Mas o que vi foi um monte de fórmulas. É como se alguém me entregasse o ouro logo no arriar das malas. Sem magia, sem profundidade, sem me levar a nenhuma descoberta. Tudo esta posto desde o inicio; uma protagonista cuja vida é um pouco de Macabeia ( A Hora da Estrela) pela sua vida linear, mas com alguns elementos transgressores e : ela sempre chega atrasada e a amiga sempre guarda lugar na fila para ela bater o ponto. E isso nos parece normal e até engraçado quando as outras reclamam na fila; ela parece ser uma solitária aos nossos olhos, mas longe disso, ela não é solitária. É muda, mas é única que se comunica com todos quando quer. É a única que inclusive se comunica com a criatura da agua. Ela tem uma rotina de vida e não se sente solitária, na verdade é a única que faz o que quer, até mandar o chefe domar no cú. Diariamente deita na banheira e se masturba. Dança com seu amigo gay, fideliza com sua amiga negra.

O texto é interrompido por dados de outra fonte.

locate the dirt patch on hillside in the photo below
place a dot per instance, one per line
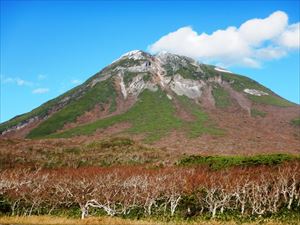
(244, 134)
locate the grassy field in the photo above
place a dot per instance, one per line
(49, 220)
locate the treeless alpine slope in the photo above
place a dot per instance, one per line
(157, 139)
(167, 101)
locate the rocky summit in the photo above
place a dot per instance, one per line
(169, 101)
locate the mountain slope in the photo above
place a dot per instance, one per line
(160, 96)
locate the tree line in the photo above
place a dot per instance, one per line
(187, 191)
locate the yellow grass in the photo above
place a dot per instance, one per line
(49, 220)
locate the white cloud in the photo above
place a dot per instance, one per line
(254, 41)
(40, 91)
(290, 38)
(15, 80)
(75, 81)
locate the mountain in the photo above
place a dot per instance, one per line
(170, 101)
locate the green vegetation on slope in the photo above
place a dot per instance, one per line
(296, 122)
(256, 112)
(222, 98)
(221, 162)
(239, 83)
(101, 93)
(152, 115)
(202, 124)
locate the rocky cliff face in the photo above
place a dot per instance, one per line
(119, 87)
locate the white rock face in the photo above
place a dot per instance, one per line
(122, 86)
(255, 92)
(136, 86)
(187, 87)
(222, 70)
(135, 54)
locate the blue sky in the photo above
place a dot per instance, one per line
(49, 47)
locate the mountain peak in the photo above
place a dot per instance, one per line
(139, 83)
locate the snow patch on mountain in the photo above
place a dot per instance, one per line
(255, 92)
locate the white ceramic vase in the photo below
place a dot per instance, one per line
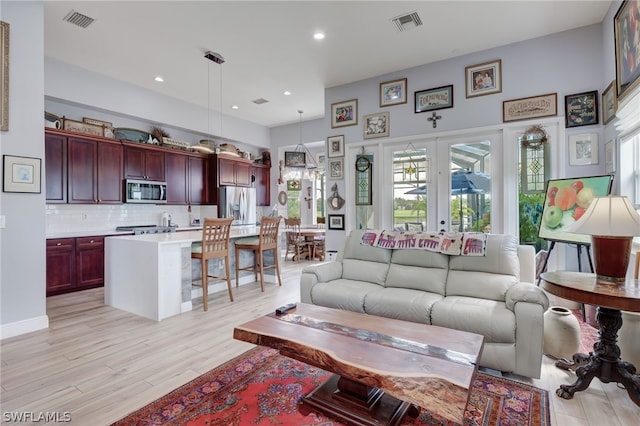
(561, 333)
(629, 338)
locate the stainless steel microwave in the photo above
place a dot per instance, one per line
(145, 191)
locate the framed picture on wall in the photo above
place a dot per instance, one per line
(583, 149)
(609, 103)
(344, 113)
(483, 79)
(335, 146)
(625, 29)
(393, 92)
(581, 109)
(336, 221)
(433, 99)
(376, 125)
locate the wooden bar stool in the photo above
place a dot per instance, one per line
(267, 240)
(214, 245)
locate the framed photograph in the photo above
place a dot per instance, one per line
(335, 168)
(432, 99)
(581, 109)
(393, 92)
(295, 159)
(532, 107)
(376, 125)
(609, 103)
(97, 122)
(562, 206)
(4, 76)
(344, 113)
(625, 29)
(610, 156)
(335, 146)
(583, 149)
(293, 185)
(21, 174)
(483, 79)
(336, 222)
(85, 128)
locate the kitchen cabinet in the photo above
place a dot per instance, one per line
(233, 172)
(261, 175)
(186, 178)
(145, 163)
(94, 171)
(61, 265)
(74, 264)
(55, 160)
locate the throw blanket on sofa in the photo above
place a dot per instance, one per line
(453, 243)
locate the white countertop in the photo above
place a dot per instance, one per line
(188, 236)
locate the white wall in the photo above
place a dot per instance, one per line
(22, 242)
(68, 85)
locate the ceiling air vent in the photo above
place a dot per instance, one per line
(407, 22)
(78, 19)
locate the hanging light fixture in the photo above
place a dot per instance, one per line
(306, 167)
(218, 59)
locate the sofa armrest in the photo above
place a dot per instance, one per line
(322, 273)
(526, 292)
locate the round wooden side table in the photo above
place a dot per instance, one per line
(604, 362)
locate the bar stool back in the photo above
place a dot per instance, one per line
(267, 240)
(214, 245)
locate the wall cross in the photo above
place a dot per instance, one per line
(435, 119)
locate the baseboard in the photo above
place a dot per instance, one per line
(22, 327)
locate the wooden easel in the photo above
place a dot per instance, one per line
(579, 247)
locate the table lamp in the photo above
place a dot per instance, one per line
(612, 223)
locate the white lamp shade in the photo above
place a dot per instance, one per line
(611, 216)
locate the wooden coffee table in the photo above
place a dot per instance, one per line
(384, 368)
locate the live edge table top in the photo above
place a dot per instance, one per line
(429, 366)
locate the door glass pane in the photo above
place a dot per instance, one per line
(471, 187)
(410, 172)
(534, 171)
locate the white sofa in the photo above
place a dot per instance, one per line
(492, 295)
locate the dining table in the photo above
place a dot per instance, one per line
(310, 235)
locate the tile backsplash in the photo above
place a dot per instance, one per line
(63, 218)
(86, 217)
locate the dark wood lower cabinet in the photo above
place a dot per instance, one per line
(74, 264)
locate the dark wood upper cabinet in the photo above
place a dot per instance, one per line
(176, 179)
(55, 160)
(94, 171)
(145, 163)
(262, 182)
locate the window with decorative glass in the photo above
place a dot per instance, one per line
(534, 172)
(410, 172)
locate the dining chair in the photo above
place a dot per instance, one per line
(296, 243)
(214, 245)
(266, 241)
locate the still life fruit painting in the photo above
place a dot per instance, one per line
(566, 200)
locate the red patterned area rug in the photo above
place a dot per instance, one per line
(261, 387)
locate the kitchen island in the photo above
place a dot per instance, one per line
(150, 275)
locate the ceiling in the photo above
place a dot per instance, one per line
(268, 45)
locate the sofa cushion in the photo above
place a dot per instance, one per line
(419, 270)
(489, 276)
(342, 294)
(401, 303)
(490, 318)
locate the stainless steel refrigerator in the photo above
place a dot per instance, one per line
(239, 203)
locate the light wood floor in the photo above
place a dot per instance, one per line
(99, 363)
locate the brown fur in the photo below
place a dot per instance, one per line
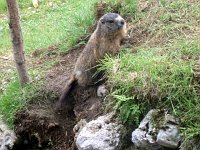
(100, 43)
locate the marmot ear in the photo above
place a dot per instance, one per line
(102, 21)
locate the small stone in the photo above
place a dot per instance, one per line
(99, 135)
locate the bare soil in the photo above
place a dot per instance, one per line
(39, 126)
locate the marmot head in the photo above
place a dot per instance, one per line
(112, 23)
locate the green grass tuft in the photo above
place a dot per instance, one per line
(14, 98)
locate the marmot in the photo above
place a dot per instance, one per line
(106, 39)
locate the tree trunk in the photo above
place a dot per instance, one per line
(17, 40)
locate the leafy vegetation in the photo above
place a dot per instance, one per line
(59, 22)
(161, 69)
(158, 72)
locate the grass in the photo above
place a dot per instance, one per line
(15, 97)
(159, 71)
(63, 22)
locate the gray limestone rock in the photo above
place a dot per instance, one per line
(157, 130)
(100, 134)
(7, 137)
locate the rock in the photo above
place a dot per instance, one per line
(156, 131)
(100, 134)
(190, 145)
(169, 137)
(101, 91)
(7, 137)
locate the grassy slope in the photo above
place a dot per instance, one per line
(48, 25)
(58, 22)
(159, 71)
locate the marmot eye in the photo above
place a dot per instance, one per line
(111, 21)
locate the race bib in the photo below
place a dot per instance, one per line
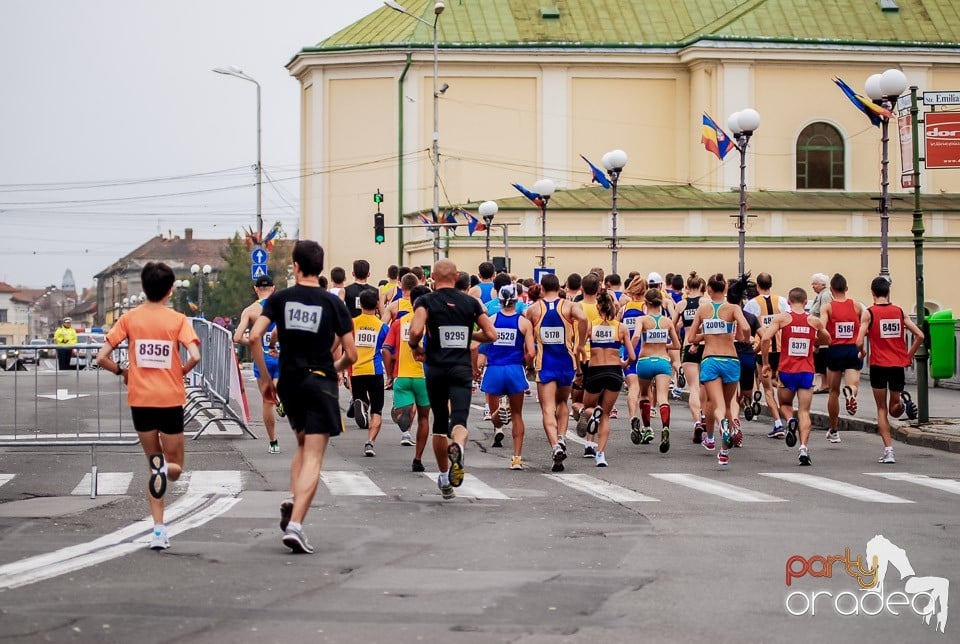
(890, 329)
(302, 317)
(799, 347)
(366, 338)
(454, 337)
(602, 334)
(714, 326)
(506, 337)
(843, 330)
(551, 335)
(657, 336)
(154, 354)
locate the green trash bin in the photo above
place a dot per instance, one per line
(943, 344)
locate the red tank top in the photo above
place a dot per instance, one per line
(844, 324)
(797, 344)
(888, 345)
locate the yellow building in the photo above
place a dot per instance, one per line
(532, 85)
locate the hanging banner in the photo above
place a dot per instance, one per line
(942, 139)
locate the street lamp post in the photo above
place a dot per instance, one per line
(884, 89)
(201, 275)
(743, 124)
(438, 8)
(487, 210)
(545, 188)
(614, 162)
(233, 70)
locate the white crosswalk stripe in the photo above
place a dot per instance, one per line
(946, 485)
(841, 488)
(473, 487)
(350, 484)
(108, 484)
(717, 488)
(599, 488)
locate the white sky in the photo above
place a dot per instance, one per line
(105, 91)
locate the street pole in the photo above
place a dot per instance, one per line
(922, 356)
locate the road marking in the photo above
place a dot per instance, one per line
(210, 482)
(194, 510)
(717, 488)
(946, 485)
(350, 484)
(473, 487)
(108, 483)
(841, 488)
(599, 488)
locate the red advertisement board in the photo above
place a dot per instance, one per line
(942, 139)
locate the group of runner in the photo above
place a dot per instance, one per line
(580, 342)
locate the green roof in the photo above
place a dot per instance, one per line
(668, 197)
(653, 23)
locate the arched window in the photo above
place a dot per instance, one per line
(820, 158)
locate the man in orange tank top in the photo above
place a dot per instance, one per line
(884, 324)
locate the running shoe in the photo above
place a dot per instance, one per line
(446, 491)
(160, 540)
(558, 457)
(455, 453)
(297, 541)
(286, 511)
(791, 438)
(593, 422)
(361, 413)
(158, 475)
(723, 459)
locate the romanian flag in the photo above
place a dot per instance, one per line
(714, 139)
(874, 112)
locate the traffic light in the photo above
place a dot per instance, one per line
(379, 233)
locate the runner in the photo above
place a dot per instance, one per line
(447, 317)
(366, 374)
(658, 337)
(799, 334)
(264, 288)
(505, 373)
(309, 321)
(410, 385)
(715, 324)
(765, 305)
(841, 317)
(560, 330)
(155, 391)
(683, 316)
(605, 380)
(884, 324)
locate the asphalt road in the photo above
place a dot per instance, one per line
(624, 554)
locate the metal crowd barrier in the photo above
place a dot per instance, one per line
(208, 388)
(44, 406)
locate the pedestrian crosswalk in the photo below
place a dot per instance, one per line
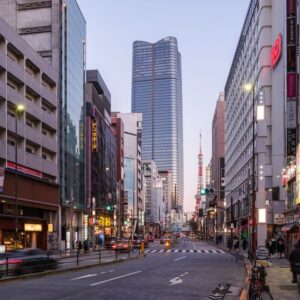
(207, 251)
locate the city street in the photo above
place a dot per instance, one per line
(178, 274)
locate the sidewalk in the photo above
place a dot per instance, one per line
(279, 279)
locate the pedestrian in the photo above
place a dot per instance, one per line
(229, 244)
(295, 261)
(79, 245)
(236, 244)
(85, 246)
(244, 244)
(280, 246)
(273, 246)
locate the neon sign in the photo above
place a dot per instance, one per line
(276, 51)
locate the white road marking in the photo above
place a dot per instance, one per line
(85, 276)
(115, 278)
(176, 280)
(179, 258)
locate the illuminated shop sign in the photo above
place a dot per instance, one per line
(22, 169)
(94, 135)
(291, 77)
(32, 227)
(104, 221)
(276, 51)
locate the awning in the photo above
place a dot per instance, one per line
(289, 227)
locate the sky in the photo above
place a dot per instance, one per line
(207, 33)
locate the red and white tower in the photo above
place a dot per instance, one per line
(200, 177)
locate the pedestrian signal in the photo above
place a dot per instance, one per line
(207, 191)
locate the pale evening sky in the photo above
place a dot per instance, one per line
(207, 33)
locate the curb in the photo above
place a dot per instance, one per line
(54, 272)
(245, 291)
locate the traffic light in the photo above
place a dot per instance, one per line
(207, 191)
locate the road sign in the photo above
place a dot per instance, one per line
(262, 252)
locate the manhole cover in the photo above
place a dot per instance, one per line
(288, 287)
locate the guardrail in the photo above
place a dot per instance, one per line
(16, 266)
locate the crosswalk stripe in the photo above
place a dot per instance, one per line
(206, 251)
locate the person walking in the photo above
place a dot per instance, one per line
(295, 261)
(280, 246)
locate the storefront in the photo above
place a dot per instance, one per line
(24, 223)
(104, 227)
(290, 229)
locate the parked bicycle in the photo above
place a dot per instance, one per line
(258, 288)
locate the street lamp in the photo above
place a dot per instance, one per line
(19, 109)
(251, 88)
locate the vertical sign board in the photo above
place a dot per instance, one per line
(2, 172)
(291, 76)
(94, 135)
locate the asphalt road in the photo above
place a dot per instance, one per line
(178, 274)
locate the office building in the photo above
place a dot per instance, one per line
(29, 190)
(101, 154)
(157, 94)
(134, 201)
(56, 29)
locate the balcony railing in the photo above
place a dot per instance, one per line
(49, 167)
(33, 135)
(11, 154)
(11, 125)
(2, 60)
(34, 109)
(14, 96)
(2, 89)
(2, 119)
(15, 68)
(49, 143)
(49, 119)
(49, 96)
(33, 83)
(33, 161)
(2, 149)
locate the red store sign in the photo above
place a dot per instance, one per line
(276, 51)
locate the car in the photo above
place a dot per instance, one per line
(109, 242)
(25, 261)
(137, 241)
(163, 239)
(122, 245)
(150, 238)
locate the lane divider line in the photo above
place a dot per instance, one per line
(85, 276)
(179, 258)
(115, 278)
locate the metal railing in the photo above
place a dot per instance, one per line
(16, 266)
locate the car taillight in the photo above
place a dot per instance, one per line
(10, 261)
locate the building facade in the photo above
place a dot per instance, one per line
(157, 94)
(218, 165)
(29, 192)
(118, 129)
(134, 201)
(154, 198)
(260, 134)
(56, 29)
(101, 159)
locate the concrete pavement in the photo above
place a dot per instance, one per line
(160, 275)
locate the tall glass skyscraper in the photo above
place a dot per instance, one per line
(157, 93)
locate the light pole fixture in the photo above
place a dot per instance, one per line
(248, 87)
(18, 109)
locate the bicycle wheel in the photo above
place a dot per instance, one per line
(263, 295)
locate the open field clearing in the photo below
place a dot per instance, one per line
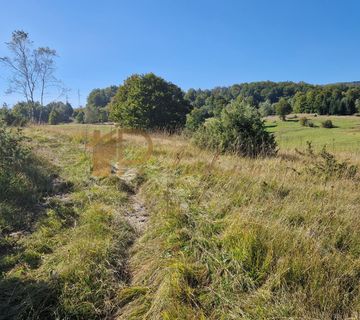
(344, 137)
(220, 237)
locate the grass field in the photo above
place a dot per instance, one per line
(226, 238)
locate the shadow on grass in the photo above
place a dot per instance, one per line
(25, 299)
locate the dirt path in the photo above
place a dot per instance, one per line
(136, 213)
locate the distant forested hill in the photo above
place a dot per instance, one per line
(339, 98)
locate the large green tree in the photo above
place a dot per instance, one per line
(149, 102)
(238, 129)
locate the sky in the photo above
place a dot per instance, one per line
(192, 43)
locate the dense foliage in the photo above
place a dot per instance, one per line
(238, 129)
(337, 99)
(97, 105)
(149, 102)
(283, 108)
(23, 112)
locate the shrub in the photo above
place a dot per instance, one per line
(310, 124)
(196, 118)
(283, 108)
(239, 129)
(327, 124)
(325, 165)
(266, 108)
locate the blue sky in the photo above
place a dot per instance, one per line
(192, 43)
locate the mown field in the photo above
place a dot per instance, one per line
(221, 237)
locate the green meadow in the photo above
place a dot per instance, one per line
(344, 137)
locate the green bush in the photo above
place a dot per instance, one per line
(239, 129)
(303, 121)
(327, 124)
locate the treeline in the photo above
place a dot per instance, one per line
(97, 106)
(336, 99)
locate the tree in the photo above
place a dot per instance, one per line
(54, 117)
(63, 111)
(101, 97)
(80, 116)
(283, 108)
(32, 70)
(149, 102)
(357, 105)
(239, 129)
(24, 66)
(91, 114)
(266, 108)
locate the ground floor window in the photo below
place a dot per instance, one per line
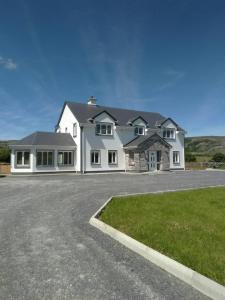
(112, 157)
(131, 159)
(176, 157)
(45, 158)
(23, 158)
(65, 158)
(95, 157)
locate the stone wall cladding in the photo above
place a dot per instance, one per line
(141, 156)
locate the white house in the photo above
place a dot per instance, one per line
(94, 138)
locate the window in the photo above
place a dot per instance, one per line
(45, 158)
(95, 157)
(139, 130)
(104, 129)
(176, 157)
(23, 158)
(65, 158)
(169, 133)
(112, 157)
(74, 129)
(131, 159)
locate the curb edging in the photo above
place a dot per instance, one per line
(205, 285)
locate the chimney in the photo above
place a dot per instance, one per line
(91, 101)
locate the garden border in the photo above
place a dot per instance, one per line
(205, 285)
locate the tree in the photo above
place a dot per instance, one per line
(218, 157)
(4, 154)
(189, 157)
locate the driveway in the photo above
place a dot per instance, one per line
(48, 250)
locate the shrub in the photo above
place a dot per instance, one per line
(190, 157)
(218, 157)
(4, 154)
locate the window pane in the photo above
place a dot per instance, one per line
(19, 156)
(60, 158)
(96, 157)
(98, 128)
(70, 158)
(39, 158)
(65, 158)
(50, 158)
(109, 129)
(103, 129)
(110, 157)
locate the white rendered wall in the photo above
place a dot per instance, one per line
(177, 145)
(104, 143)
(67, 121)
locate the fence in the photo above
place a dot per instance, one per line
(4, 168)
(204, 165)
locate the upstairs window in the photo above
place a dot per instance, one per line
(139, 130)
(74, 129)
(112, 157)
(169, 133)
(22, 158)
(104, 129)
(176, 157)
(95, 157)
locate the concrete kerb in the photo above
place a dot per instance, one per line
(205, 285)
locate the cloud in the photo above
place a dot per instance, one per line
(172, 76)
(7, 63)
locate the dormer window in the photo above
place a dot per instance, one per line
(104, 129)
(139, 130)
(169, 133)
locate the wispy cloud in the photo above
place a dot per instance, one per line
(172, 78)
(7, 63)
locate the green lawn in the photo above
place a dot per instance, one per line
(188, 226)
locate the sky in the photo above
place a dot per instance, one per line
(166, 56)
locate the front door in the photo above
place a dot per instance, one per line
(152, 161)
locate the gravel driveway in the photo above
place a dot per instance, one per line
(48, 250)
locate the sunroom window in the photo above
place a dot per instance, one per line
(104, 129)
(169, 133)
(45, 158)
(23, 158)
(65, 158)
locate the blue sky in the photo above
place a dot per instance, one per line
(164, 55)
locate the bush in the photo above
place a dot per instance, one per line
(190, 157)
(218, 157)
(4, 154)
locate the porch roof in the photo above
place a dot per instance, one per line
(41, 138)
(139, 140)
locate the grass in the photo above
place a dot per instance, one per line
(188, 226)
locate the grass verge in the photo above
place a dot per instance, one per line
(187, 226)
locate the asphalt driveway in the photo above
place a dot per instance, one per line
(48, 250)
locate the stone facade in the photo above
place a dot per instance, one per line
(137, 159)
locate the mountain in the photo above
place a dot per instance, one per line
(205, 144)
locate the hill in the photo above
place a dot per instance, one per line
(205, 145)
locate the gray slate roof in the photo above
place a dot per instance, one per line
(137, 141)
(46, 139)
(84, 112)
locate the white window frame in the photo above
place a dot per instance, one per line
(115, 162)
(95, 162)
(176, 157)
(137, 129)
(22, 165)
(169, 133)
(100, 131)
(74, 129)
(42, 158)
(62, 164)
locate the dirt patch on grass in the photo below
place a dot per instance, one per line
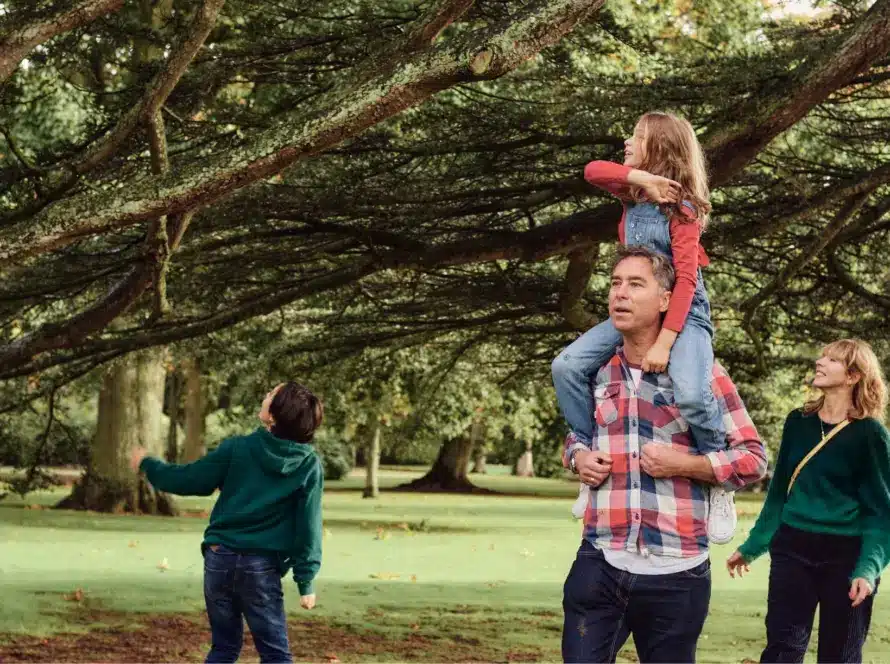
(117, 637)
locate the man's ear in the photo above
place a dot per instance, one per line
(664, 301)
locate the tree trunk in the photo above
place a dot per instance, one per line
(130, 409)
(174, 392)
(372, 480)
(195, 410)
(478, 447)
(449, 472)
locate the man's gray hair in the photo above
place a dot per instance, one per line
(662, 267)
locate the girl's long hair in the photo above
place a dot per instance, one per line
(870, 391)
(671, 149)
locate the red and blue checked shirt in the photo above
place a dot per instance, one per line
(668, 516)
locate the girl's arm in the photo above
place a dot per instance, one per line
(685, 238)
(609, 176)
(771, 514)
(618, 179)
(874, 498)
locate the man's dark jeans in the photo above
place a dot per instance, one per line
(238, 586)
(809, 569)
(604, 605)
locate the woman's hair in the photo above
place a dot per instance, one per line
(869, 392)
(671, 149)
(296, 413)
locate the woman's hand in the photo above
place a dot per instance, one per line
(737, 563)
(658, 189)
(860, 590)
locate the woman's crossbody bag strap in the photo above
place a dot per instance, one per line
(831, 434)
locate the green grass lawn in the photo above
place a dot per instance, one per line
(479, 575)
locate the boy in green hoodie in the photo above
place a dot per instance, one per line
(266, 521)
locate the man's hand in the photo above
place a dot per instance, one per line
(659, 460)
(737, 563)
(593, 466)
(860, 590)
(137, 454)
(657, 359)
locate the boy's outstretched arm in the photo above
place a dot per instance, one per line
(306, 554)
(199, 478)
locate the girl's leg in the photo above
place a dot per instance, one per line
(690, 368)
(574, 369)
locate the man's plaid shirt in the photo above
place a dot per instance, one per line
(634, 511)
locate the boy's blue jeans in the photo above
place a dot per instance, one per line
(690, 369)
(239, 586)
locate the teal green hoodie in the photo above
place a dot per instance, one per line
(269, 500)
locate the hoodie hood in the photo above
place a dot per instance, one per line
(277, 456)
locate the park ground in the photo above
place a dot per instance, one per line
(407, 577)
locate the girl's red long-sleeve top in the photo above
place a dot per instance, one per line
(685, 239)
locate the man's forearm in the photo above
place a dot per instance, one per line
(697, 468)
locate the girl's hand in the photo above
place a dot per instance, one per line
(736, 563)
(656, 359)
(860, 590)
(658, 189)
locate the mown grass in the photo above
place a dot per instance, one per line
(482, 572)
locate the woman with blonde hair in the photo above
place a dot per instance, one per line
(663, 185)
(826, 518)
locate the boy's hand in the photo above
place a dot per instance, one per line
(736, 563)
(136, 456)
(657, 359)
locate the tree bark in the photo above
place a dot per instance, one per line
(449, 472)
(174, 392)
(343, 113)
(130, 409)
(479, 451)
(195, 411)
(372, 476)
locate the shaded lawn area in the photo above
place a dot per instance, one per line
(409, 577)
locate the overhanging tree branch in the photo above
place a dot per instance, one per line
(342, 114)
(732, 145)
(19, 42)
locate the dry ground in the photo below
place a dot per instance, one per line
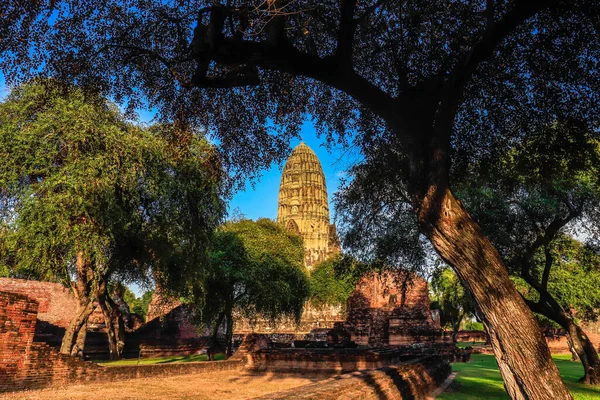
(223, 385)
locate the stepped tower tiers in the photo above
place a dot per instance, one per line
(303, 205)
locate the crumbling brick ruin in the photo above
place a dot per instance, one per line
(390, 309)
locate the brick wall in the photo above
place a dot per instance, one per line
(26, 364)
(56, 303)
(391, 309)
(413, 380)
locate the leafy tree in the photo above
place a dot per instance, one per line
(526, 200)
(328, 285)
(454, 302)
(414, 80)
(256, 271)
(90, 199)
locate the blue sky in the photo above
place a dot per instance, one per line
(260, 200)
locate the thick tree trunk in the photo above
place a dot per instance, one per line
(522, 353)
(111, 316)
(77, 324)
(79, 346)
(85, 306)
(574, 355)
(587, 354)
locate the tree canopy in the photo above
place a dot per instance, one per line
(413, 81)
(256, 271)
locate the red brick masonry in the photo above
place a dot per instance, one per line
(25, 364)
(412, 380)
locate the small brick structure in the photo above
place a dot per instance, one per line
(391, 308)
(412, 380)
(56, 303)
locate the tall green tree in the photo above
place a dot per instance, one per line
(256, 271)
(527, 200)
(331, 284)
(413, 80)
(89, 198)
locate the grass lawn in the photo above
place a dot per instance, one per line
(159, 360)
(480, 379)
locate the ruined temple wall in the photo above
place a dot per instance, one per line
(391, 309)
(26, 364)
(56, 303)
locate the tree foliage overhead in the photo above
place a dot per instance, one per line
(233, 67)
(527, 200)
(88, 198)
(574, 278)
(453, 301)
(414, 80)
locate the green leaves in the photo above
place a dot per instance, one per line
(77, 177)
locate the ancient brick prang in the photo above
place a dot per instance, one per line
(304, 207)
(25, 364)
(390, 309)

Aí vem o entorno. Personagens lugar comum de filme americano. Vamos começar pelos excluídos: amigo gay, que na sua infinita solidão frequenta uma lanchonete e se obriga a comer uma torta de limao horrorosa somente para dar em cima do funcionário, um jovem tipicamente americano que não ta nem aí para ele. Termina sendo mais uma vez excluído pelo jovem branco bonito. Chefe mau, adaptado ao esquemão do sistema burocrático, cumprindo seu destino traçado pela sociedade, família modelo, trepada ruim. Batendo ponto na vida. Aquele livrinho de auto ajuda na mão cujos dedos estão caindo?? Me poupe!!!!

Espião russo, tem coisa mais obvia? Não vou nem comentar…

Negra pobre, boa pessoa, aprisionada num casamento falido, adaptada a vidinha que “Deus” lhe deu.

Cientista consciente, mas aprisionado pela profissão que cola nele como uma roupa ( médicos são assim as vezes)… General de alto escalão fazendo de tudo pelo bem maior….

Mas as pessoas pobres não são burras. São aquelas que podem fazer a diferença: burlam com simplicidade o sistema de segurança do local de máxima segurança do governo, simplesmente virando a câmara e encontrando um ponto cego para poderem fumar e conversar sem ser vistas.

Mas, o que o filme me trouxe de novo? Absolutamente nada. Não há nenhum encanto, nenhum roteiro, nada cresce. Apenas mostra o obvio, as injustiças sociais, a linearidade dos personagens que chega a cansar, a falta de proposito real de vida. Ele não evolui para nenhum lugar, cria um cenário fantasioso de um encontro no banheiro que se enche de agua como um aquario para que mais uma vez a única pessoa não solitária e que faz o que quer possa realizar sua fantasia de amor e salvar todo este entorno de uma vida mais que obvia. Assim ela faz vazar agua para o teatro abaixo de si, o teatro das nossas vidas que em ultima analise é o filme todo, como se dissesse: olha , aqui tem um pouco de fantasia!! ( Não ´o amor é possível´, como vi em algumas interpretações).

Não é um filme de possibilidades. É um filme de impossibilidades, o tempo todo. É um filme que denuncia o obvio, o mais que obvio.

E que termina de forma obvia: tudo nagua! Tudo por agua abaixo!

Ou, em outra possibilidade menos funesta: É preciso morrer para poder viver.

Fiz toda aquela abordagem inicial para dizer que embora os atores sejam ótimos, a trilha sonora seja ótima, o roteiro é fraco. E que com um roteiro fraco não há possiblidade de filme bom. Mas meu tiro saiu pela culatra, confesso humildemente… porque é um roteiro que enfia a faca em você e roda devagarinho….

Minha amiga Ana Marice, muito obrigada! Você me fez um favor porque agora eu posso ver o que me irritou tanto no filme. Foi na verdade esta verdade nua e crua de uma sociedade em decadencia. Ah! e o cenário da década de 20? Denuncia que nada, nada mudou! Ainda somos os mesmos…

Somente agora quando junto os pontinhos nesta escrita é que posso ver o horror deste filme que não é ruim na verdade, mas dói. e dói muito. Como eu disse mas agora em outro contexto, é um filme horroroso, dos mais cruéis que já vi.